South Africa’s Special Economic Zones (SEZs) continue to thrive despite the challenges brought on by COVID-19, says Deputy Minister of Trade, Industry and Competition, Nomalungelo Gina.
In a statement on Tuesday, Gina said the SEZ programme continues to attract investors.
“This has seen the value of operational investments increasing from R17.7 billion by the end of the third quarter of the 2019-2020 financial year to R19.5 billion by the end of the third quarter of 2020-2021 financial year.
“This is a positive increase of R1.8 billion. During the same period, the number of investments have increased from 129 to 143,” said the Deputy Minister.

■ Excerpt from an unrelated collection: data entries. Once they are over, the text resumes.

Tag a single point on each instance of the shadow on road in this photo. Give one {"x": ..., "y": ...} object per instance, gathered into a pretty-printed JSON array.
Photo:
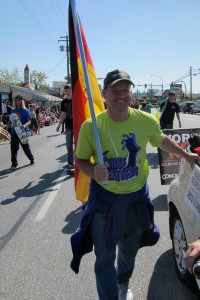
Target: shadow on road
[
  {"x": 165, "y": 282},
  {"x": 73, "y": 221},
  {"x": 46, "y": 184}
]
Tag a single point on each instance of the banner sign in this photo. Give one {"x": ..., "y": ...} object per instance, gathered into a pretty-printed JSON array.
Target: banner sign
[
  {"x": 193, "y": 194},
  {"x": 169, "y": 163}
]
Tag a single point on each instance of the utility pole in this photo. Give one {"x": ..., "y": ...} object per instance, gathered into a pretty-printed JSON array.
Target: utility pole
[
  {"x": 66, "y": 39},
  {"x": 190, "y": 83}
]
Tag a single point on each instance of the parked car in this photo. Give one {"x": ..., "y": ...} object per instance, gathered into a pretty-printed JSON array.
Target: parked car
[
  {"x": 184, "y": 221},
  {"x": 195, "y": 108},
  {"x": 185, "y": 106}
]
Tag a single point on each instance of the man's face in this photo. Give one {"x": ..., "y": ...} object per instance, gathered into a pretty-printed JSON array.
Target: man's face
[
  {"x": 68, "y": 93},
  {"x": 118, "y": 97}
]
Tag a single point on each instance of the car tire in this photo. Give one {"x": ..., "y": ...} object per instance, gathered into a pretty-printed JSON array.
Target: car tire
[{"x": 179, "y": 244}]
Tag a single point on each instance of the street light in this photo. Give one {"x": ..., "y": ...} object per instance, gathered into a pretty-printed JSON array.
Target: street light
[
  {"x": 161, "y": 81},
  {"x": 185, "y": 87}
]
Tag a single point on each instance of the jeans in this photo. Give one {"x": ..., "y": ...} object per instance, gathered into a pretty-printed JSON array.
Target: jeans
[
  {"x": 15, "y": 147},
  {"x": 69, "y": 145},
  {"x": 109, "y": 278}
]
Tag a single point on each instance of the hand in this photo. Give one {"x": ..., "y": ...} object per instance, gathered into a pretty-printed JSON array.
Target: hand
[{"x": 192, "y": 253}]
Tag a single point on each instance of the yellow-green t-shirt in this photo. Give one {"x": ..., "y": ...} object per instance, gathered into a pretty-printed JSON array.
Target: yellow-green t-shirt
[{"x": 123, "y": 146}]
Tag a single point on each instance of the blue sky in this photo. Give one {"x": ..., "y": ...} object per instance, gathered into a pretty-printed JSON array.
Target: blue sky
[{"x": 143, "y": 37}]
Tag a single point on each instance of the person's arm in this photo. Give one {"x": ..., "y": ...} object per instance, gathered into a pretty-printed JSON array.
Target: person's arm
[
  {"x": 169, "y": 145},
  {"x": 62, "y": 118},
  {"x": 193, "y": 252},
  {"x": 97, "y": 172}
]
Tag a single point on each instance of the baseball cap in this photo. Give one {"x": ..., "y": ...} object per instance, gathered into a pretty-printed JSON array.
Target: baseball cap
[
  {"x": 19, "y": 97},
  {"x": 116, "y": 76}
]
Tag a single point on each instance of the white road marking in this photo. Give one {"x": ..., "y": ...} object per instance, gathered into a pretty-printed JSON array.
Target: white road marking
[{"x": 40, "y": 216}]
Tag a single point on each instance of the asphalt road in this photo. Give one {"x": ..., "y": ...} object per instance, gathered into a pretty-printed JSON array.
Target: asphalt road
[{"x": 39, "y": 212}]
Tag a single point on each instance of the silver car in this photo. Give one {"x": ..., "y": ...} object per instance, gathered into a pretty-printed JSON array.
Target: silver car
[{"x": 184, "y": 219}]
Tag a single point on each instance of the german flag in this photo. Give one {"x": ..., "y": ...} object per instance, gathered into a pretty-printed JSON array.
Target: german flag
[{"x": 80, "y": 103}]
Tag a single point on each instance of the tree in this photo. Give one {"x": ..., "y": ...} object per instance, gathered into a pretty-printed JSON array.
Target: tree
[
  {"x": 38, "y": 79},
  {"x": 11, "y": 77}
]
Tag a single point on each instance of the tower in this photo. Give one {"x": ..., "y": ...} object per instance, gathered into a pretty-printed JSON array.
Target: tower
[{"x": 26, "y": 75}]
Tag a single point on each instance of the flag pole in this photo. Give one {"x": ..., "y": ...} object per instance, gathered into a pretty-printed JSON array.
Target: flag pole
[{"x": 86, "y": 78}]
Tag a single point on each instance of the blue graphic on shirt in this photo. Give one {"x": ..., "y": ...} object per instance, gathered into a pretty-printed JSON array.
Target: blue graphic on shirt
[{"x": 124, "y": 168}]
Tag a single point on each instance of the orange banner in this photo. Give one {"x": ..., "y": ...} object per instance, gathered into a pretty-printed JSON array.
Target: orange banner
[{"x": 80, "y": 103}]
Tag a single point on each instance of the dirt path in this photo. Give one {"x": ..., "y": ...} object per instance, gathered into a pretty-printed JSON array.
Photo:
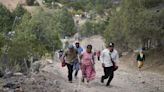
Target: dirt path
[{"x": 125, "y": 80}]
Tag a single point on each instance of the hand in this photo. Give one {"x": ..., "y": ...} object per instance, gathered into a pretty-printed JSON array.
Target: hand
[
  {"x": 93, "y": 63},
  {"x": 103, "y": 65}
]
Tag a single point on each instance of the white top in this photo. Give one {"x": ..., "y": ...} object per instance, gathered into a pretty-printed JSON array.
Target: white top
[{"x": 106, "y": 59}]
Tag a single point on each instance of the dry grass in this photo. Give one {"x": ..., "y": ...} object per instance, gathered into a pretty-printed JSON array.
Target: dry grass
[{"x": 11, "y": 4}]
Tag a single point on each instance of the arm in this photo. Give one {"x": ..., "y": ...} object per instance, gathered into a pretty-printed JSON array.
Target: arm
[{"x": 102, "y": 59}]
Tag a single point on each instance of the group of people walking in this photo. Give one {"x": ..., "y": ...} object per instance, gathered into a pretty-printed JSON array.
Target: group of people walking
[{"x": 76, "y": 58}]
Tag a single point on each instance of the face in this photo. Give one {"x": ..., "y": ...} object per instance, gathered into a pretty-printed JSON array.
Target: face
[
  {"x": 77, "y": 45},
  {"x": 111, "y": 49},
  {"x": 89, "y": 49}
]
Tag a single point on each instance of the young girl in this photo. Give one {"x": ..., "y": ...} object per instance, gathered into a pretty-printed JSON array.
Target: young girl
[{"x": 87, "y": 64}]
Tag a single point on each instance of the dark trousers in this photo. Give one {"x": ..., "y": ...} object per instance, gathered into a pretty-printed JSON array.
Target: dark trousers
[
  {"x": 108, "y": 73},
  {"x": 70, "y": 71}
]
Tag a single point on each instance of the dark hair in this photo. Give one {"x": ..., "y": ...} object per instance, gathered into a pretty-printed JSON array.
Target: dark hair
[
  {"x": 89, "y": 46},
  {"x": 111, "y": 44}
]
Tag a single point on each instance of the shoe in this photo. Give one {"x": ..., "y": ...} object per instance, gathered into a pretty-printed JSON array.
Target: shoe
[
  {"x": 76, "y": 77},
  {"x": 102, "y": 80}
]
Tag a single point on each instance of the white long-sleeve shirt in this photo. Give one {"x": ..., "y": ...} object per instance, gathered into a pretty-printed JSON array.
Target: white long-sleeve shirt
[{"x": 106, "y": 59}]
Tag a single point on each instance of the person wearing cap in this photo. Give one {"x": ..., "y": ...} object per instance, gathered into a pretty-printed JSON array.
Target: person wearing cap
[
  {"x": 140, "y": 59},
  {"x": 76, "y": 66},
  {"x": 108, "y": 56},
  {"x": 70, "y": 56}
]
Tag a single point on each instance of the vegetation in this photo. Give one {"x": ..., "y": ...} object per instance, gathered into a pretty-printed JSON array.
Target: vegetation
[
  {"x": 138, "y": 23},
  {"x": 30, "y": 2},
  {"x": 23, "y": 36}
]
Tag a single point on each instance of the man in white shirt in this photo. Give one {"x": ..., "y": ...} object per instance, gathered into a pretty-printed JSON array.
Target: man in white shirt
[{"x": 108, "y": 55}]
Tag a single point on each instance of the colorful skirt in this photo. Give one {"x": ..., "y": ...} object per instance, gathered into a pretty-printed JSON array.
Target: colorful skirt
[{"x": 88, "y": 72}]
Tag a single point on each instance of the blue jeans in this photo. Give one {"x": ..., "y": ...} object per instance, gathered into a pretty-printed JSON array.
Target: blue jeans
[{"x": 76, "y": 66}]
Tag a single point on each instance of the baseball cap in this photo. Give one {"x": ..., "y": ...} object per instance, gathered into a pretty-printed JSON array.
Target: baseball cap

As part of the economic recovery and reconstruction plan, South Africa is using the SEZs to reignite manufacturing-led industrialisation in an accelerated manner.
“As government we are happy that although the SEZ programme is relatively new in SA (started in 2014) it has and continues to attract significant number and value of investments in various regions.”

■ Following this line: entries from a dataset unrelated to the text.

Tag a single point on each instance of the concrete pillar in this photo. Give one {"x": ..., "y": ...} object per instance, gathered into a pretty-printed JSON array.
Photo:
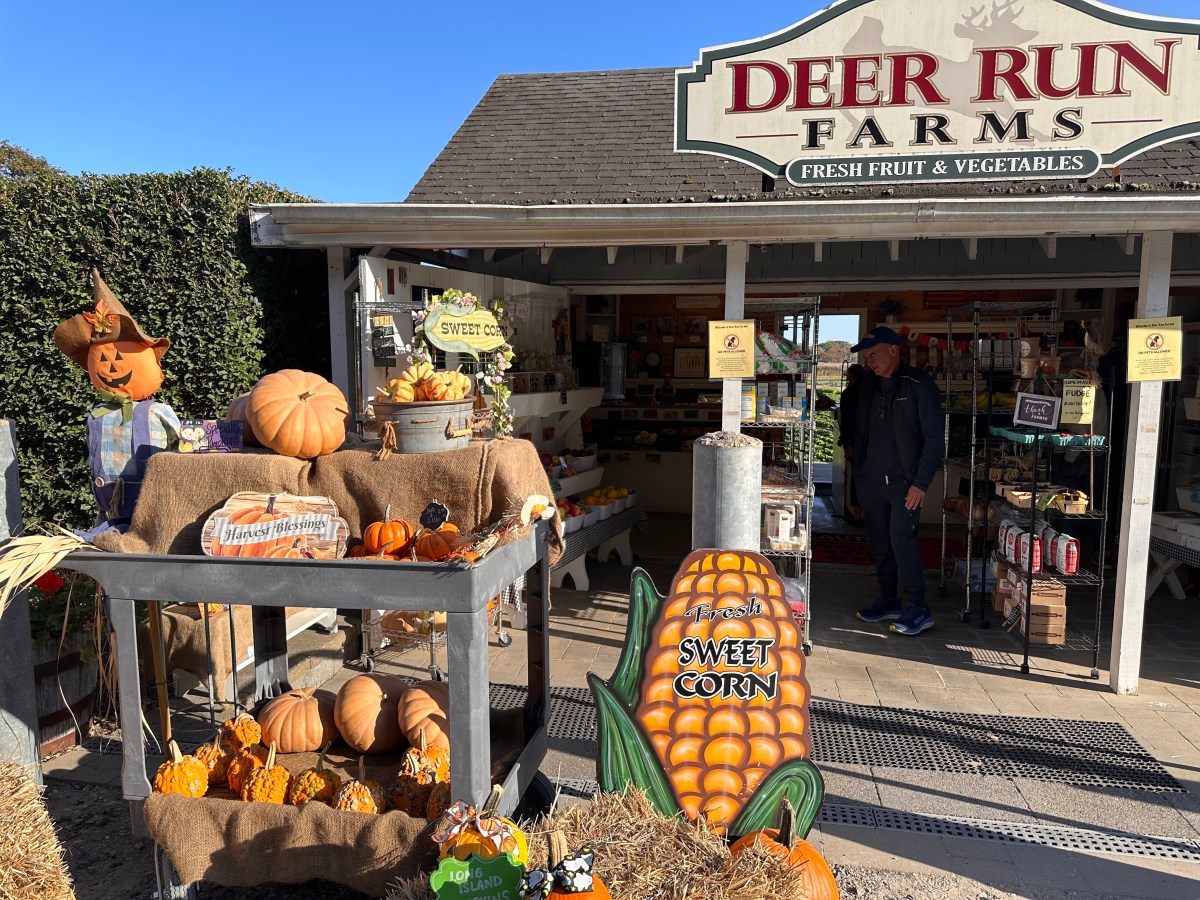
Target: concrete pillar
[
  {"x": 726, "y": 478},
  {"x": 1138, "y": 492},
  {"x": 18, "y": 701},
  {"x": 736, "y": 255}
]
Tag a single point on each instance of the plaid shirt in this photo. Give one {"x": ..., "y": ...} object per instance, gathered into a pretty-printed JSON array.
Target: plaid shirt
[{"x": 114, "y": 456}]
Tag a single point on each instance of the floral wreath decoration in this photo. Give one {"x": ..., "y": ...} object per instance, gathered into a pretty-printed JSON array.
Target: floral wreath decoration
[{"x": 493, "y": 364}]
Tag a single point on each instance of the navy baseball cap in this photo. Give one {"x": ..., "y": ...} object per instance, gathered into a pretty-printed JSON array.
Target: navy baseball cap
[{"x": 876, "y": 336}]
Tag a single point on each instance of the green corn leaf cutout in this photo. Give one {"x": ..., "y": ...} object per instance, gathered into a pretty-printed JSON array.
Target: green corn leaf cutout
[
  {"x": 643, "y": 610},
  {"x": 625, "y": 755},
  {"x": 801, "y": 783}
]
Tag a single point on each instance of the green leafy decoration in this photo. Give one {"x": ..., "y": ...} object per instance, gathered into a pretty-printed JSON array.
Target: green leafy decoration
[
  {"x": 627, "y": 757},
  {"x": 801, "y": 783}
]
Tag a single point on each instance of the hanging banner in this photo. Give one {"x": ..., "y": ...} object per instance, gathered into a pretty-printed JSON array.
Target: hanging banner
[
  {"x": 731, "y": 349},
  {"x": 1156, "y": 349},
  {"x": 864, "y": 91},
  {"x": 1078, "y": 402}
]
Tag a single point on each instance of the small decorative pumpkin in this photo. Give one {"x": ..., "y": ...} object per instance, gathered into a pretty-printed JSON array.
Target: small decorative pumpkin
[
  {"x": 366, "y": 713},
  {"x": 184, "y": 775},
  {"x": 423, "y": 713},
  {"x": 127, "y": 367},
  {"x": 269, "y": 783},
  {"x": 390, "y": 535},
  {"x": 423, "y": 768},
  {"x": 298, "y": 414},
  {"x": 239, "y": 732},
  {"x": 243, "y": 765},
  {"x": 315, "y": 785},
  {"x": 360, "y": 795},
  {"x": 810, "y": 867},
  {"x": 300, "y": 720},
  {"x": 215, "y": 760},
  {"x": 462, "y": 832},
  {"x": 568, "y": 875}
]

She said the rapid growth of the Coega, East London, the Dube Trade Port as well as the Tshwane Automotive Special Economic Zone demonstrates this.
The SEZ programme is one of the country’s important tools that government has introduced to drive economic growth and regional development.

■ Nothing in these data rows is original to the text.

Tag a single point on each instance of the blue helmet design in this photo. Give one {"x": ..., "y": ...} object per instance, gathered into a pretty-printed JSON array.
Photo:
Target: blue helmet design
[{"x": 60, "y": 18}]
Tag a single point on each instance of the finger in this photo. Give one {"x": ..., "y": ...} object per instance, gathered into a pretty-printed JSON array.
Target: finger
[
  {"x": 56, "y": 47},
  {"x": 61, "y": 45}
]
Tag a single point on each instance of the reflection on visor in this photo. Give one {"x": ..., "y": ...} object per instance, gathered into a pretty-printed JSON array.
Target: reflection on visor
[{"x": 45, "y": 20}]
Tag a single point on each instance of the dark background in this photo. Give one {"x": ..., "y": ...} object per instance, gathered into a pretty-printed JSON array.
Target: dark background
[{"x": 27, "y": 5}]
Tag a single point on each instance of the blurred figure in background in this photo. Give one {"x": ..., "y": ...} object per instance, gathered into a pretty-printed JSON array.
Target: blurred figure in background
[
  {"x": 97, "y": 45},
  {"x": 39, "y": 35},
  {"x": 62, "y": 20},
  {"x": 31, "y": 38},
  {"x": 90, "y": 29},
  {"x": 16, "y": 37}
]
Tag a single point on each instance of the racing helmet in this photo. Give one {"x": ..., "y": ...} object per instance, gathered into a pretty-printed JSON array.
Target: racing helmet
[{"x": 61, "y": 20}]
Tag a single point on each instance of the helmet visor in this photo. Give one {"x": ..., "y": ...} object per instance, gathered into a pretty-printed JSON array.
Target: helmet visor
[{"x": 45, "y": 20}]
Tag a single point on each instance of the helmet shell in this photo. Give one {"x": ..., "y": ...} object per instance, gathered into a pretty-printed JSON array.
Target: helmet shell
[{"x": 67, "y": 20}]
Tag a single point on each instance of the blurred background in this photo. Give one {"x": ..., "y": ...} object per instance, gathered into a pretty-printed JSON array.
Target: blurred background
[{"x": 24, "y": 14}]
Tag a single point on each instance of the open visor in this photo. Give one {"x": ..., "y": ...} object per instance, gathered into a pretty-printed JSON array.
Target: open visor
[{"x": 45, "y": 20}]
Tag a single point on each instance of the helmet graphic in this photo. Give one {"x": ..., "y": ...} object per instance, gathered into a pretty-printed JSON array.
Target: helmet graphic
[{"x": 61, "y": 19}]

The programme is used as a critical tool for accelerating the country’s industrial development agenda.
“The purpose of the SEZ programme is to attract foreign and domestic investments, increase the number and value of exported products, accelerate the development of industrial infrastructure, help accelerate the beneficiation of the country’s resource endowments, and create decent jobs.”
Some of the achievements made by the programme during the 2020-2021 financial year include:
- The Tshwane Automotive SEZ is completing the construction of 12 factories with the private investment value of R4.33 billion. The investments are expected to create more than 2 000 jobs;
- The Dube Trade Port secured new investments worth approximately R 600 million, the investments are expected to create 841 jobs;
- Coega has signed four new investors that are estimated to be valued approximately R49 million and are expected to create an estimated 101 new jobs;
- Saldanha Bay is completing the construction of two manufacturing facilities with an investment value of R380 million, these are expected to create approximately 90 direct jobs;
- Richards Bay is completing the construction of edible oil factory and Titanium Dioxide factory with a combined private investment value of R5.8 billion. About 600 direct jobs are expected to create; and
- The East London Industrial Development Zone completed the construction of nine investor facilities and the expansion of three existing facilities. These facilities will create an additional 1 534 manufacturing and services jobs and these will be operationalized within the next two years.
The Deputy Minister said the number and value of operational investments are expected to increase by almost R10 billion during the current financial year due to investments that are currently under construction.